Конечно, и в 1700 году инновации не были полной новинкой. Они всегда творчески подходили к плетению тканей и обтесыванию наконечников стрел. Верхнепалеолитический всплеск творчества в изготовлении орудий труда, украшений и музыкальных инструментов - еще один признак появления вполне современного языка, как и использование океанских лодок для переправы протоновогвинейцев и протоавстралийцев через линию Уоллеса незадолго до 40 тыс. лет до н.э.18. Около 4000 г. до н.э. индоевропейцы Украины, чьи далекие предки повернули налево, покинув Африку, по-видимому, одомашнили лошадь; они продолжили завоевание, заселение или инспирацию Европы, Ирана и большей части Южной Азии. Около 3500 г. до н.э. аборигены Тайваня, выходцы из Китая, а в конечном счете, как и все мы, из Африки, изобрели каноэ с подвесной лодкой; они заселили весь Тихий океан.
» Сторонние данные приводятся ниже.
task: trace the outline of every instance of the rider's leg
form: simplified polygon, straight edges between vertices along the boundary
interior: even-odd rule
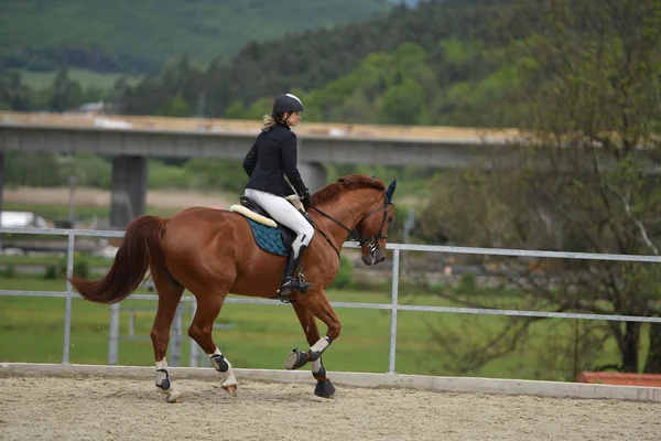
[[[307,290],[311,287],[311,283],[306,283],[305,287],[302,287],[294,273],[296,268],[301,265],[303,255],[314,236],[314,228],[284,197],[252,189],[246,189],[246,196],[250,197],[264,208],[275,222],[296,233],[296,238],[292,243],[292,250],[286,259],[284,275],[280,286],[280,293],[286,295],[292,290],[299,290],[301,288]]]

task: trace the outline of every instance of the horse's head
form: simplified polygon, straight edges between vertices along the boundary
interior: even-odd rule
[[[354,237],[354,239],[360,244],[362,262],[367,266],[378,265],[386,260],[388,227],[394,218],[392,195],[395,187],[397,180],[393,180],[388,190],[383,191],[383,198],[379,198],[373,204],[373,207],[355,228],[358,237]]]

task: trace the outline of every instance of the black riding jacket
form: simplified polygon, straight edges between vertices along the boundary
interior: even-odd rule
[[[246,189],[261,190],[286,197],[294,186],[299,196],[305,193],[305,184],[296,166],[296,133],[289,126],[278,122],[271,130],[258,135],[252,148],[243,159],[243,170],[250,180]]]

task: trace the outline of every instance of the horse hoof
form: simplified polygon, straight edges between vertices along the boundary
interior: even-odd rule
[[[220,386],[230,395],[237,395],[237,385]]]
[[[288,370],[297,369],[307,363],[307,354],[299,348],[294,348],[284,359],[284,368]]]
[[[314,388],[314,395],[322,398],[330,398],[335,394],[335,386],[330,380],[327,381],[317,381],[316,387]]]

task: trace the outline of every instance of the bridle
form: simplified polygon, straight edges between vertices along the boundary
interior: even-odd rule
[[[337,224],[340,227],[343,227],[344,229],[346,229],[347,233],[349,234],[349,236],[348,236],[349,240],[358,243],[360,246],[367,245],[369,251],[373,254],[377,250],[377,247],[379,245],[378,244],[379,240],[388,238],[388,236],[383,235],[383,228],[386,228],[387,224],[390,224],[390,222],[392,222],[392,217],[388,216],[388,206],[389,205],[393,205],[393,203],[392,203],[392,201],[388,201],[388,195],[386,194],[386,192],[383,192],[383,205],[381,205],[380,207],[378,207],[376,209],[372,209],[364,218],[361,218],[360,220],[358,220],[358,224],[356,224],[355,228],[347,227],[342,222],[337,220],[333,216],[327,215],[326,213],[322,212],[317,207],[314,207],[314,206],[311,205],[310,208],[314,209],[315,212],[317,212],[318,214],[321,214],[325,218],[333,220],[335,224]],[[381,220],[381,228],[379,228],[379,233],[377,233],[375,235],[371,235],[370,237],[361,237],[360,234],[358,233],[358,227],[360,226],[360,224],[362,224],[362,222],[365,219],[367,219],[368,217],[370,217],[371,215],[373,215],[376,213],[379,213],[381,209],[383,211],[383,220]],[[322,236],[324,236],[324,238],[326,239],[326,241],[328,241],[328,244],[330,244],[330,246],[333,247],[333,249],[335,249],[335,252],[337,252],[337,257],[339,257],[339,249],[335,246],[335,244],[333,243],[333,240],[330,240],[330,238],[326,235],[326,233],[324,233],[324,230],[321,229],[318,227],[318,225],[316,225],[310,218],[310,216],[307,216],[307,219],[322,234]]]

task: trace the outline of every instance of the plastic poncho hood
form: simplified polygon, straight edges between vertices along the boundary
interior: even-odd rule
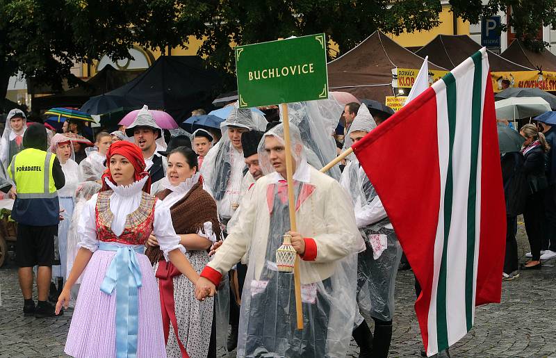
[[[307,161],[317,169],[322,168],[337,156],[332,134],[342,111],[343,107],[332,95],[328,99],[288,104],[290,123],[299,129]],[[284,122],[282,115],[281,111],[280,120]],[[341,174],[339,165],[335,165],[327,174],[339,179]]]

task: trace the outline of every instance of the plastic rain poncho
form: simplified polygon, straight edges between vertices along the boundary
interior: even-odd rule
[[[52,137],[50,143],[50,151],[56,154],[56,148],[59,143],[70,141],[70,158],[65,163],[60,161],[62,171],[64,172],[65,184],[63,187],[58,190],[58,197],[60,202],[60,209],[63,210],[61,215],[64,220],[60,222],[58,227],[58,249],[60,265],[52,266],[52,277],[63,277],[64,279],[67,277],[69,272],[66,270],[66,262],[67,259],[67,233],[70,229],[70,222],[74,211],[74,196],[77,186],[82,181],[81,172],[79,170],[79,165],[74,161],[75,153],[74,147],[71,142],[71,138],[63,134],[56,134]]]
[[[283,122],[281,107],[280,109],[280,120]],[[338,155],[332,134],[342,111],[343,107],[332,95],[328,99],[288,104],[290,123],[299,129],[307,161],[317,169],[322,168]],[[332,167],[327,174],[338,180],[341,174],[339,165]]]
[[[369,132],[377,127],[370,114],[366,114],[366,106],[361,108],[364,109],[361,115],[358,112],[350,133],[355,131]],[[340,184],[351,196],[357,227],[366,246],[357,260],[359,310],[366,316],[392,320],[402,247],[375,188],[356,156],[344,169]]]
[[[23,117],[24,124],[21,133],[15,133],[12,129],[12,126],[10,125],[10,120],[16,116]],[[0,138],[0,161],[2,162],[4,171],[12,162],[12,157],[23,150],[23,135],[26,129],[27,118],[25,116],[25,113],[17,108],[10,111],[6,117],[4,131],[2,133],[1,138]]]
[[[218,214],[223,219],[231,218],[242,196],[241,181],[247,172],[243,154],[236,149],[228,137],[229,127],[264,130],[266,120],[249,109],[232,111],[220,124],[222,138],[203,159],[201,174],[208,192],[216,200]]]
[[[81,171],[83,179],[93,181],[100,180],[102,174],[106,170],[106,166],[104,163],[106,161],[106,155],[103,156],[97,150],[88,151],[87,152],[87,158],[79,163],[79,169]]]
[[[311,167],[299,130],[291,126],[297,231],[316,249],[300,260],[304,328],[296,329],[292,273],[277,270],[276,250],[290,229],[287,185],[264,150],[263,172],[242,215],[208,266],[225,273],[247,250],[237,356],[345,357],[356,312],[357,256],[364,249],[351,202],[339,184]],[[283,143],[279,124],[265,134]],[[264,138],[265,137],[263,137]],[[338,215],[338,213],[341,213]],[[308,239],[309,241],[309,239]],[[306,246],[309,247],[309,245]],[[310,257],[314,255],[316,257]]]

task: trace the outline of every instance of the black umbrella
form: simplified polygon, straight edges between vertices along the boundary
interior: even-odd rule
[[[230,102],[235,102],[237,100],[238,91],[227,92],[226,93],[218,95],[218,97],[213,101],[213,104],[217,107],[222,107]]]
[[[92,97],[83,104],[80,111],[90,115],[101,115],[125,106],[123,97],[101,95]]]
[[[394,110],[386,106],[386,104],[383,104],[378,101],[375,101],[373,99],[361,99],[361,103],[365,104],[367,106],[367,108],[369,108],[369,112],[372,115],[379,115],[381,117],[384,117],[384,120],[386,120],[393,114],[394,114]]]
[[[500,154],[521,150],[521,146],[525,141],[525,138],[522,137],[517,131],[502,123],[498,124],[496,131],[498,133],[498,149]]]
[[[548,102],[552,109],[556,109],[556,96],[539,88],[510,88],[494,96],[495,99],[505,99],[512,97],[539,97]]]

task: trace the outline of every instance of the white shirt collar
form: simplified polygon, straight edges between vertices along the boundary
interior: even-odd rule
[[[108,180],[108,178],[104,178],[104,181],[106,183],[111,189],[112,189],[115,194],[117,194],[121,196],[133,196],[138,193],[140,193],[142,189],[143,186],[145,186],[145,183],[147,182],[148,180],[149,177],[145,176],[144,178],[138,180],[137,181],[134,181],[129,185],[127,186],[122,186],[122,185],[115,185],[112,181]]]
[[[193,186],[199,181],[199,178],[200,177],[201,173],[197,172],[190,178],[186,179],[185,181],[182,181],[175,186],[170,184],[167,177],[164,177],[162,179],[162,183],[161,185],[165,189],[170,189],[172,193],[183,194],[185,195],[190,190],[191,190],[191,188],[193,188]]]
[[[302,183],[309,183],[311,181],[311,171],[309,170],[309,165],[307,161],[304,158],[301,160],[299,168],[295,170],[293,173],[293,180],[296,181],[301,181]],[[286,178],[283,178],[278,172],[272,172],[268,174],[270,183],[277,183],[281,180],[286,180]]]

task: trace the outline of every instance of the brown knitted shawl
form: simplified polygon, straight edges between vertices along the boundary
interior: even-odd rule
[[[163,200],[170,193],[170,190],[165,189],[159,191],[155,196]],[[199,230],[204,233],[203,225],[210,222],[216,237],[220,237],[220,223],[216,213],[216,203],[210,194],[203,190],[200,183],[194,185],[183,198],[172,206],[170,211],[176,234],[197,234]],[[164,258],[158,247],[148,247],[145,254],[153,265]]]

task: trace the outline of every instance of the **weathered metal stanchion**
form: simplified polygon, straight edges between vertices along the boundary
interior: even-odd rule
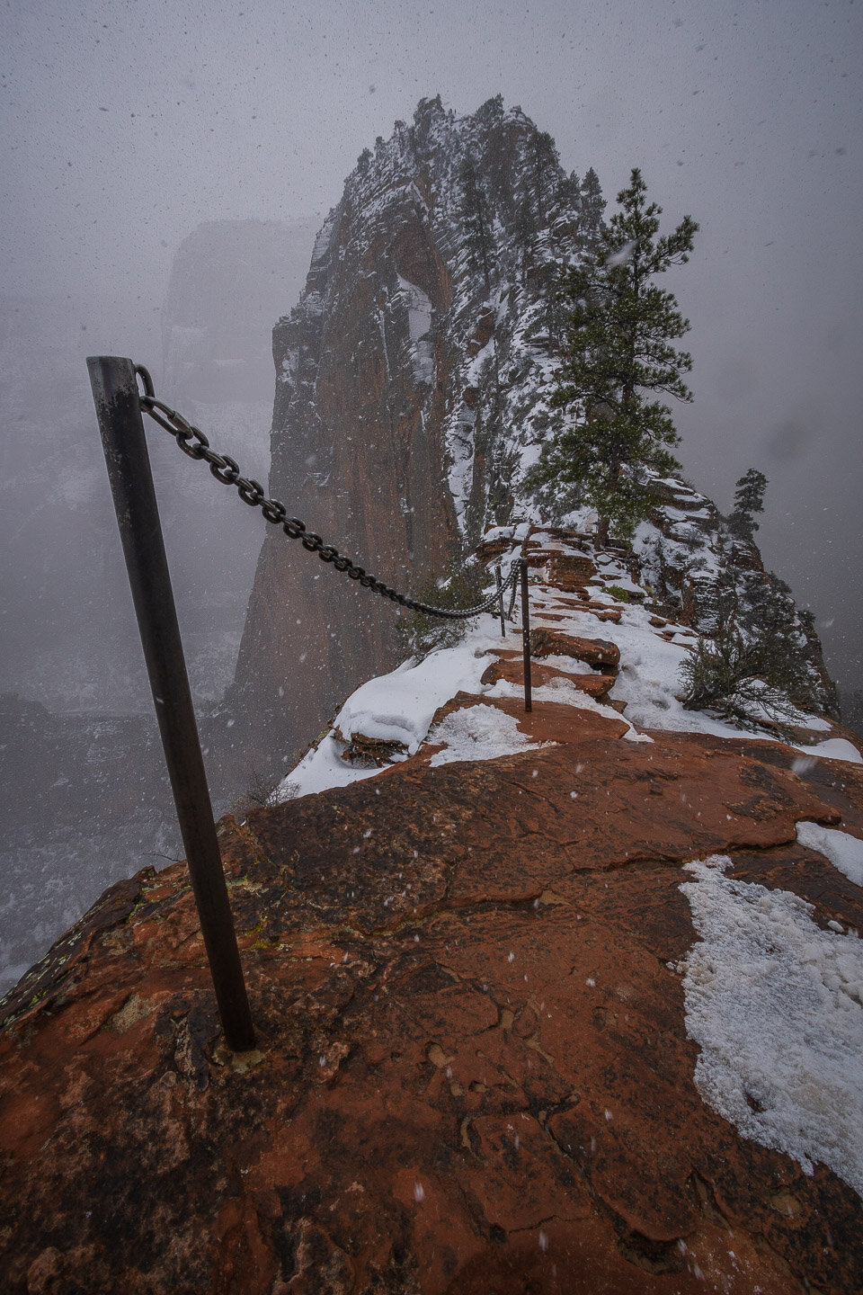
[[[136,370],[118,356],[92,356],[87,366],[219,1014],[228,1046],[247,1052],[255,1046],[255,1028],[182,657]]]
[[[497,580],[497,597],[498,597],[498,606],[501,609],[501,638],[506,638],[506,616],[503,615],[503,583],[501,580],[499,567],[494,567],[494,579]]]
[[[521,558],[521,637],[524,648],[524,708],[533,710],[530,698],[530,606],[528,603],[528,563]]]

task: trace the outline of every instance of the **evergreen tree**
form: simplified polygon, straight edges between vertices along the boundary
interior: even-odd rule
[[[644,392],[692,399],[682,377],[692,359],[670,344],[690,324],[673,294],[652,280],[688,260],[699,227],[684,216],[672,234],[657,238],[661,208],[648,205],[646,194],[635,168],[596,253],[564,272],[571,313],[551,404],[574,417],[543,445],[528,479],[533,487],[581,484],[599,513],[600,544],[612,522],[625,536],[647,515],[644,469],[669,473],[679,466],[669,448],[679,440],[672,414]]]
[[[750,540],[758,530],[754,519],[756,513],[765,510],[765,491],[767,478],[757,467],[750,467],[739,479],[734,492],[734,509],[728,517],[728,526],[734,535],[744,540]]]
[[[554,192],[560,168],[560,155],[547,131],[537,131],[530,140],[530,179],[537,225],[549,224]]]
[[[606,199],[603,198],[599,176],[590,167],[581,183],[581,218],[578,220],[578,232],[587,249],[596,247],[599,243],[604,210]]]

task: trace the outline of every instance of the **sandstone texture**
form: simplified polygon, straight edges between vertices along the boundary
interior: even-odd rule
[[[559,418],[546,409],[542,276],[582,238],[577,180],[542,139],[499,100],[464,118],[421,101],[358,159],[273,332],[270,493],[426,602],[486,523],[508,518],[514,445],[536,436],[534,413],[543,427]],[[492,214],[488,273],[466,164]],[[404,657],[399,624],[269,528],[230,695],[238,751],[261,769],[268,750],[301,750],[347,693]]]
[[[537,631],[590,616],[532,594]],[[695,1085],[679,887],[723,853],[860,930],[859,886],[796,824],[863,838],[863,767],[633,739],[604,698],[543,690],[626,650],[555,633],[530,714],[505,695],[510,627],[488,690],[450,698],[409,759],[221,821],[254,1053],[221,1042],[184,864],[114,886],[4,1000],[4,1290],[860,1289],[859,1195]],[[436,765],[446,717],[477,706],[541,745]]]

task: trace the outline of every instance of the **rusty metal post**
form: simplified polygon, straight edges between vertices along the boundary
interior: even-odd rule
[[[506,638],[506,616],[503,615],[503,584],[501,581],[501,569],[494,567],[494,579],[497,580],[497,601],[501,609],[501,638]]]
[[[524,649],[524,708],[533,710],[530,698],[530,605],[528,602],[528,563],[521,558],[521,640]]]
[[[131,360],[87,361],[164,759],[225,1041],[255,1046]]]

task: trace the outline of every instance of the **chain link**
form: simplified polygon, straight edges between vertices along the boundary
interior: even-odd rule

Однако до 1800 г. нашей эры такие инновации позволяли лишь расширять численность и экологический ареал обитания людей или заменять одну культуру другой, не улучшая при этом условий жизни человека. До двух столетий назад, по мальтузианским причинам, лучшая одежда и лучшие лодки ничего не изменили в жизни человека, живущего на 3 доллара в день, - вообще ничего, от зулусского фермера до эскимосского охотника. Если у определенной группы людей дела шли лучше, то у них рождалось больше детей, а значит, дела шли хуже, что экономисты называют "убывающей отдачей от труда с учетом земли". Даже "европейская модель брака", при которой многие люди вообще не вступали в брак или вступали в брак поздно, имея меньший размер завершенной семьи, лишь немного улучшала положение и не могла перешагнуть через 3 доллара в день. Правда, как давно и убедительно утверждал антрополог Маршалл Сахлинс, "экономика каменного века" охотников-собирателей позволяла работать гораздо меньше часов, чем земледельцы. (Но покойный историк экономики Стэнли Леберготт резко опровергал подразумеваемую антииндустриальную историю Сахлинса: "Американцы могли бы выбрать такую же простоту [как жизнь бушмена] и жить на 300 орехов в день, полфунта сырого мяса и немного овощей. Но для этого им пришлось бы работать всего 2 часа в неделю [что составляет лишь малую долю даже от низкой оценки бюджета времени, сделанной Сахлинсом], учитывая превосходство американских методов производства". Переход к трудоемкому выращиванию fields зерна, требующему складов и охраны, обернулся поддержкой городов и храмов, а затем и грамотности. Это был компромисс: малонаселенные охотничьи/пастбищные угодья неграмотных людей были обменены на густонаселенный город с богатой элитой, несколькими читателями и гораздо меньшим числом писателей (и зачатки, долгое время дремавшие, современного индустриального мира). Однако суть в том, что ни один из вариантов, ни амазонцы, ни шумеры, не улучшили положение среднего человека до появления индустриального мира. Для большинства людей до 1800 года, будь то среднестатистические кочевники или среднестатистические римляне, типичная жизнь была бедной, узкой, неграмотной, больной и короткой.